We have found in our clinical practice that the victim mentality is truly a problem. Most people enter counselling describing themselves in a ‘stuck’ place, unknowingly having fallen into the realms of a victim mind-set. Whether it is by being in difficult and tumultuous relationships, or with a barrage of constant negative self-judgements, people unconsciously create complex layers of addictive patterns of behaviours through self-neglect, substance abuse, eating too much, erratic spending, loving too much, or caring too much, and even shaming and humiliating others and self.
Ultimately to survive you can unconsciously fool yourself into believing that you are ‘dealing with it’. As people, our main strategy is survival, our default is to run away from feeling the emotional pain and instead, if left untreated you create dysfunctional protective layers of behaviours and delude yourself into believing you ‘feel better’. The addictive nature of rationalisation, intellectualisation along with denial places a dent in your personal values that reinforces negative messages into your mind, and which further embeds limiting beliefs about you, your relationships and your reality.
Just as importantly, this book is not targeted to any person who has suffered a real-life event which has left them being a genuine victim of circumstance. Any of us can fall victim to a real-life event or become a victim of circumstance. Being caught up in a predicament where we had no control over what happened, and nothing we did or failed to do made things happen the way they did, is deeply affecting and disturbing that can eventually be experienced as traumatic.

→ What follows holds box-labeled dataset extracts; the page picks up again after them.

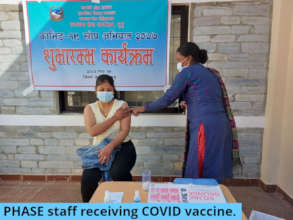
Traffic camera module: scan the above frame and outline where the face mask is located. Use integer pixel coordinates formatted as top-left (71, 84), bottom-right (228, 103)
top-left (177, 62), bottom-right (183, 72)
top-left (97, 92), bottom-right (114, 103)
top-left (177, 58), bottom-right (186, 72)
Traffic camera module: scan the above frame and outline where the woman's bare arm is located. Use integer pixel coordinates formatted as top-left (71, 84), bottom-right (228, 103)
top-left (84, 105), bottom-right (118, 137)
top-left (108, 103), bottom-right (131, 149)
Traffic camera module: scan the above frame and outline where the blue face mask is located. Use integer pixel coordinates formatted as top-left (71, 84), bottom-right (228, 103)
top-left (97, 92), bottom-right (114, 102)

Being a survivor means ‘to take action’ by moving through the ordeal, the pain, the grief and loss in a holistic approach encompassing the mind and body. If not, you can find yourself unknowingly moving into a Victim Life Position and further becoming accustomed to staying in denial, trapped and engaging in self-destructive coping behaviour.
If you do not heal through a mind-heart coherence, by embracing the unification of wisdom of mind and heart of compassion, your victim mentality becomes programmed and embedded as your personality and eventually establishes into an identity, where you can no longer recognise its origins. You can end up beating yourself up and ruining valuable relationships. You become a complainer and blamer and can forget ever having made a choice to live this way.